Funds succeed by bailing out of tech sector

Those specializing in Internet, emerging tech get hammered

Dollars & Sense

August 11, 2002|By Christopher J. Traulsen | Christopher J. Traulsen,MORNINGSTAR.COM

The technology sector has been a disaster this year. From software to telecommunications equipment, few areas have escaped the market's plunge.

Even semiconductor stocks, one of the technology sector's stronger areas earlier in the year, have dropped sharply in the past few months, with networking chip-makers such as Vitesse Semiconductor VTSS recently getting pummeled. (Vitesse missed earnings on July 18, triggering a round of downgrades from ever-prescient Wall Street analysts.)

On the whole, the funds that have fared better than the norm have done so by investing outside the tech sector or by going overseas. Kinetics Internet WWWFX, one of this year's better-performing tech funds, had 29 percent of its assets in cash and 19 percent of its equity portfolio in the tech sector as of March 31.

Seligman Global Technology Fund SHGTX is relatively fully invested, but recently it had nearly half of its assets in non-U.S. companies, including a 35 percent stake in Asia, one of the strongest regions this year.

Chips, despite their recent downturn, have generally fared better than have other areas this year, leaving funds such as Fidelity Select Electronics FSELX in decent shape relative to their peers.

The worst-performing funds read like a who's who of the usual suspects. A stack of Internet funds and emerging tech funds including Black Oak Emerging Technologies BOGSX, RS Internet Age RIAFX, Van Wagoner Technology VWTKX, and Munder NetNet MNNAX have been absolutely hammered as investors have fled anything with a whiff of uncertainty about it.

Given the wreckage in the sector, our three analyst picks have held up reasonably well. Fidelity Select Technology FSPTX, Northern Technology NTCHX and Pimco RCM Global Technology DRGTX all sit within or near the category's top third for the year:

Fidelity Select Technology FSPTX. This fund has changed managers often recently, but we're not overly concerned. Fidelity's considerable research muscle typically mutes the effect of such changes. The fund's large size means that it's not terribly nimble, so it tends not to fare well when industry leadership rotates quickly.

However, it provides broad exposure to the tech sector, and its long-term results are sturdy. Current manage Sonu Kalra, who took the helm in February, has acquitted himself reasonably well. The fund is down 35 percent for the year to date, but 75 percent of its peers have fallen even further in the period.

Northern Technology NTCHX. Managers John Leo and George Gilbert are willing to make sizable subsector bets but have generally been on the mark. The fund's five-year return, though barely in the black, is in the top quintile of technology funds for that period.

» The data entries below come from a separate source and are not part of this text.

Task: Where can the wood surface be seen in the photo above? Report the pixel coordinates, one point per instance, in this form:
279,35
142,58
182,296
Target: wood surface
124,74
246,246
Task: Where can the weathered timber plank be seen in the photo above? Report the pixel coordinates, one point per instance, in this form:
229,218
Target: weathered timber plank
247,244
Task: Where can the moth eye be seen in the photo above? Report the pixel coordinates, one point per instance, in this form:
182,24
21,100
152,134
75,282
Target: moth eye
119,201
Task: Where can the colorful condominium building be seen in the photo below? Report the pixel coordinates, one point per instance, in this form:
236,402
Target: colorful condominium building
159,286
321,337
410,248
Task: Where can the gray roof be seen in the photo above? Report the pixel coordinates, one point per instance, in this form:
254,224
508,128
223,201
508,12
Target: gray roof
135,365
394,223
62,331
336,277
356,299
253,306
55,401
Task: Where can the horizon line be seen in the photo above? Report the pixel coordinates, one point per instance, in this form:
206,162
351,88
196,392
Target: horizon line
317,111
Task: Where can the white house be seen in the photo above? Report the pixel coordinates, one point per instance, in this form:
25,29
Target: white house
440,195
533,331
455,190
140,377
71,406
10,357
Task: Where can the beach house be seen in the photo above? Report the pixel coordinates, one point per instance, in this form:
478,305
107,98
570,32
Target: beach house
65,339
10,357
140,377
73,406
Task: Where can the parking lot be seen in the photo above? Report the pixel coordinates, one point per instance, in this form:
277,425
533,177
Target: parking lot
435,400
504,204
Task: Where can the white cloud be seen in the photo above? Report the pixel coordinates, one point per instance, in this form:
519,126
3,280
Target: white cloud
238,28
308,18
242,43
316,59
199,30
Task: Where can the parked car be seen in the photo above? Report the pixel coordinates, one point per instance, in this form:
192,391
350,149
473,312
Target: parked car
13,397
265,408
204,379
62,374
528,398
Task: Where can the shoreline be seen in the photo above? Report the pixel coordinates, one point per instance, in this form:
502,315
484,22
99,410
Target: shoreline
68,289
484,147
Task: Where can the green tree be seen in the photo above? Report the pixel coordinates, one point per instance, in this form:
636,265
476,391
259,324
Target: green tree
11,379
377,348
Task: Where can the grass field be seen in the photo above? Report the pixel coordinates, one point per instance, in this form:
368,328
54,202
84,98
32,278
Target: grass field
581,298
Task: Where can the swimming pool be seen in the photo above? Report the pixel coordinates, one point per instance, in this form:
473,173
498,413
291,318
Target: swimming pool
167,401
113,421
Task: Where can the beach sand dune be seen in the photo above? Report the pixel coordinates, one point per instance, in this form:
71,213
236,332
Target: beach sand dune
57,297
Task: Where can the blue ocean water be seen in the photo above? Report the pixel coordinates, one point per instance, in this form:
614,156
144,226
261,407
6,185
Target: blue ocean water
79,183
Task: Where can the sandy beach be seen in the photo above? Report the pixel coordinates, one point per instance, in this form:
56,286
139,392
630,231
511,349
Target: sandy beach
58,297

Most recently, the managers have favored consumer-oriented companies such as Electronic Arts ERTS, eBay EBAY, Intuit INTU and Apple Computer AAPL. The relative strength of these holdings, along with that of large positions such as Dell Computer DELL, Motorola MOT, and Texas Instruments TXN, has helped the fund lose less than two-thirds of its peers this year.

PIMCO RCM Global Technology Instl DRGTX. This fund remains one of our favorites in the tech sector. Co-managers Huachen Chen and Walter Price have run money in this style together for more than a decade, and they've been very successful here since this fund's launch in late 1995.

The two spread the fund's assets across emerging names, established blue chips and value plays, and generally keep the fund reasonably well-diversified across subsectors and market-cap bands. The fund is down 38 percent this year, but nearly two-thirds of its peers have lost even more. Picks such as Dell Computer DELL, top-holding eBay EBAY, and Taiwan Semiconductor TSMWF have helped it hold up reasonably well relative to its rivals.